The town of Stellenbosch was founded in 1697 and from the date of the appointment of the first Landdrost in 1685, the local citizens or free burghers (as opposed to the employees of the Dutch East India Company) were organised into mounted and infantry units knows as burgher commandos. These commandos had to go to Cape Town once a year for military training. As early as 1703, however, the military officers of the burgher cavalry and infantry of Stellenbosch and Drakenstein requested permission to train in Stellenbosch. It seems likely, therefore, that already in that year, or even earlier, the square in front of the V.O.C. Kruithuis, knows as the Braak, was being used for military exercises.

Powder, lead and flint were supplied to the inhabitants of Stellenbosch from the Company’s magazine in Cape Town since before 1684. During the first quarter of the 18th century the annual allowance was 150 pounds of gunpowder, 100 pounds of lead bullets and 300 flintlock stones. This was delivered at the end of September each year for distribution to the commandos.

In the turbulent days of the last quarter of the 18th century, the Governor and the Political Council of Cape Town came to the conclusion that it was desirable to store ammunition at Stellenbosch.

So it was decided that Stellenbosch should be allowed as many cannons and guns and as much powder and ammunition as may be necessary to ward off an enemy attack and that a suitable building for storing this material would have to be constructed. The permission of the Here Sewentien, the governing council of the Dutch East India Company in Holland, was duly applied for and received and the Political Council could proceed to inform the Landdrost and Heemraden of Stellenbosch of the decision to build an arsenal or magazine within their area.

The Landdrost and Heemraden were requested to assist to point out a suitable site. An inspection in loco took place and the site at the lower end of the Braak, the “exercitie veld” of those days, met with general approval. In those days the site was described as open and out of the way, but yet within sight of the village.

For the reason that the Government of Cape Town itself had so much building to do, it was decided that the Landdrost and Heemraden of Stellenbosch should call for tenders for the erection of the building. At the meeting of the Heemraden that took place on 7 October 1776, the tender of Phillip Hartog and Lambert Fick for 9 000 guilders was accepted for recommendation to the Government, and in November 1776, the foundations of the building were prepared. On 5 May 1777, the building was completed.

This date is still to be seen on one of the ends walls, together with the letters V.O.C. (Vereenigde Oost-Indiesche Compagnie). The “C” above the monogram stands for Cabo. Although the building was undertaken by private contractors the Company agreed to supply all the timber, Dutch grease (presumably for waterproofing), “klinkers” (hard baked bricks) and paving stones.
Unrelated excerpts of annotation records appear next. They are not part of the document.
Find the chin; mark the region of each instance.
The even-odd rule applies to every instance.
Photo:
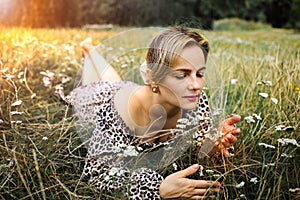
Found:
[[[194,110],[197,107],[197,103],[189,103],[181,106],[184,110]]]

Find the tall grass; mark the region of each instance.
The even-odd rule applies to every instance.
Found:
[[[83,39],[97,44],[123,30],[1,29],[1,199],[114,199],[80,182],[86,148],[57,91],[73,89]],[[218,71],[226,91],[226,113],[243,117],[234,159],[206,166],[221,173],[220,199],[299,198],[300,35],[205,34],[212,44],[208,67]],[[187,152],[177,170],[196,161]]]

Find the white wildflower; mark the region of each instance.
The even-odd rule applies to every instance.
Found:
[[[11,80],[11,79],[13,79],[13,78],[15,78],[14,75],[6,74],[6,79],[7,79],[7,80]]]
[[[109,170],[108,175],[109,175],[109,176],[114,176],[116,173],[118,173],[119,170],[120,170],[120,169],[117,168],[117,167],[112,167],[112,168]]]
[[[296,147],[300,147],[298,142],[295,139],[289,139],[289,138],[280,138],[277,140],[282,146],[288,145],[288,144],[293,144]]]
[[[286,153],[282,153],[280,156],[281,157],[286,157],[286,158],[293,158],[294,157],[293,155],[287,155]]]
[[[126,68],[128,65],[126,63],[121,65],[121,68]]]
[[[7,71],[8,71],[8,68],[7,68],[7,67],[0,70],[0,72],[3,73],[3,74],[5,74]]]
[[[11,115],[22,115],[22,114],[24,114],[24,112],[11,111],[10,114],[11,114]]]
[[[48,70],[46,72],[41,71],[40,74],[43,75],[43,76],[47,76],[49,78],[53,78],[54,75],[55,75],[53,72],[50,72]]]
[[[44,76],[43,77],[43,83],[44,83],[44,86],[45,87],[49,87],[49,86],[51,86],[51,79],[49,78],[49,77],[47,77],[47,76]]]
[[[30,98],[33,99],[34,97],[36,97],[36,93],[33,93]]]
[[[63,90],[64,90],[64,88],[63,88],[62,85],[58,84],[58,85],[55,86],[55,92],[56,93],[59,93],[60,91],[63,91]]]
[[[186,124],[188,122],[189,122],[189,120],[187,118],[180,118],[177,120],[177,123],[180,123],[180,124]]]
[[[173,168],[174,168],[174,170],[177,170],[177,165],[176,165],[176,163],[173,163]]]
[[[67,83],[71,80],[71,78],[69,76],[65,76],[61,79],[61,83]]]
[[[236,84],[237,82],[238,82],[237,79],[231,79],[231,80],[230,80],[230,84],[231,84],[231,85],[234,85],[234,84]]]
[[[202,165],[199,165],[199,166],[200,166],[199,167],[199,176],[204,176],[204,174],[203,174],[204,167]]]
[[[300,190],[300,188],[290,188],[289,189],[289,192],[297,192],[297,191],[299,191]]]
[[[244,185],[245,185],[245,182],[244,181],[242,181],[242,182],[240,182],[239,184],[236,184],[236,188],[242,188],[242,187],[244,187]]]
[[[208,174],[213,174],[214,173],[214,171],[210,170],[210,169],[205,170],[205,172],[208,173]]]
[[[137,156],[139,153],[135,150],[134,146],[127,146],[127,148],[124,150],[125,156]]]
[[[258,114],[256,114],[256,113],[254,113],[253,116],[254,116],[257,120],[262,120],[261,116],[258,115]]]
[[[18,76],[17,76],[17,77],[18,77],[18,78],[22,78],[23,75],[24,75],[24,72],[22,71],[22,72],[19,72],[19,73],[18,73]]]
[[[271,81],[263,81],[263,84],[268,85],[268,86],[272,86],[272,82]]]
[[[11,106],[19,106],[19,105],[21,105],[22,103],[23,103],[22,100],[18,100],[18,101],[16,101],[16,102],[12,103]]]
[[[176,128],[178,128],[178,129],[185,129],[186,125],[184,125],[184,124],[177,124]]]
[[[66,60],[66,61],[71,61],[72,58],[71,58],[70,56],[66,56],[66,57],[64,57],[64,60]]]
[[[258,183],[257,177],[251,178],[250,182],[254,184]]]
[[[47,57],[48,57],[48,54],[43,53],[43,54],[42,54],[42,57],[43,57],[43,58],[47,58]]]
[[[220,174],[214,174],[213,177],[218,179],[221,175]]]
[[[275,146],[273,145],[269,145],[263,142],[258,143],[258,146],[264,146],[265,148],[271,148],[271,149],[275,149]]]
[[[293,126],[287,126],[284,128],[285,131],[293,131],[294,127]]]
[[[105,177],[104,177],[104,180],[105,180],[105,181],[109,181],[109,179],[110,179],[109,176],[105,176]]]
[[[264,92],[260,92],[258,93],[260,96],[262,96],[263,98],[267,98],[269,95],[267,93]]]
[[[11,121],[12,124],[22,124],[22,121],[17,120],[17,121]]]
[[[76,59],[71,60],[71,61],[70,61],[70,64],[76,65],[76,64],[77,64],[77,60],[76,60]]]
[[[274,167],[275,166],[275,163],[268,163],[268,164],[265,164],[264,167]]]
[[[253,116],[251,116],[251,115],[245,117],[245,120],[248,124],[255,123],[255,120],[254,120]]]
[[[239,37],[236,38],[235,40],[236,40],[236,42],[237,42],[238,44],[242,44],[242,43],[243,43],[243,40],[242,40],[241,38],[239,38]]]
[[[278,126],[275,126],[275,130],[276,130],[276,131],[283,131],[284,128],[285,128],[284,125],[278,125]]]
[[[271,98],[271,101],[272,101],[273,103],[275,103],[275,104],[278,104],[278,99],[276,99],[276,98],[274,98],[274,97]]]

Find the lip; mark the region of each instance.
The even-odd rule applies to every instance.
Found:
[[[183,98],[189,100],[189,101],[197,101],[200,95],[189,95],[189,96],[183,96]]]

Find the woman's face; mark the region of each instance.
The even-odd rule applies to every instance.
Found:
[[[194,109],[204,87],[205,58],[197,45],[183,49],[170,72],[159,83],[162,104],[166,107]]]

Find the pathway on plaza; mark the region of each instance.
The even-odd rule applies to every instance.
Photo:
The woodwork and metalwork (hinges, locks, etc) would be done in Cape Town, but the wood for the staircase and the porch would be delivered to Stellenbosch unworked. In view of the financial predicament of the Company at the time it is not surprising that the Landdrost was instructed to see it that the material was used in the most economical way possible. So well did the Landdrost supervise the building operations that only 182 days after the commencement, the contractors were able to inform the court of Heemraden that the work was finished.

Stellenbosch has always been a peaceful town and not once during its 300 years of existence has it heard the sound of guns fired in war. The V.O.C. Kruithuis therefore soon lost its military importance and less than seventy years later it became the site of the local Friday market. In time structural additions to the back and sides of the building made the Market House more suitable for tis purposes. The sloping roof on the left of the building housed the fire brigade Stellenbosch for many years.

After serving as Market House for almost a century the building was extensively restored by the Stellenbosch Municipality in 1936. The structural additions were removed, most of the woodwork, including the staircase and outer doors, was replaced and many of the iron fittings such as hinges and bolts were also replaced. The two original copper locks on the inner doors are still to be seen though, unfortunately, not intact.

The building was proclaimed a National Monument on 10 May 1940 and in 1943 it was opened to the public as a small Africana museum with Mr André Bothner as curator. The museum did not exist for very long and many years passed during which the V.O.C. Kruithuis remained locked and inaccessible to the public. Water seepage from the roof, rising damp and lack of air caused extensive damage to the interior plasterwork.

In 1971 the Municipality agreed to allow the Stellenbosch Museum to take over the building for displaying the museum’s collection of fire-arms, cannon, military uniforms, etc. Serious difficulties were encountered when attempts were made to combat the problem of dampness in the structure. Several times the exhibits had to be dismantled and removed from the building when the anti-damp measures proved insufficient to control the high humidity inside the building during the wet Cape winter.

The V.O.C. Kruithuis is unique in South Africa in that it is the only surviving powder magazine in the country dating from the days of the Dutch East India Company (V.O.C.) and it can almost be said to have become a symbol of this town’s rich and varied architectural heritage.

Marius le Roux

This unique little historic building contains a wonderful collection of 17th century signalling cannons as well as many other items from the military history of the town.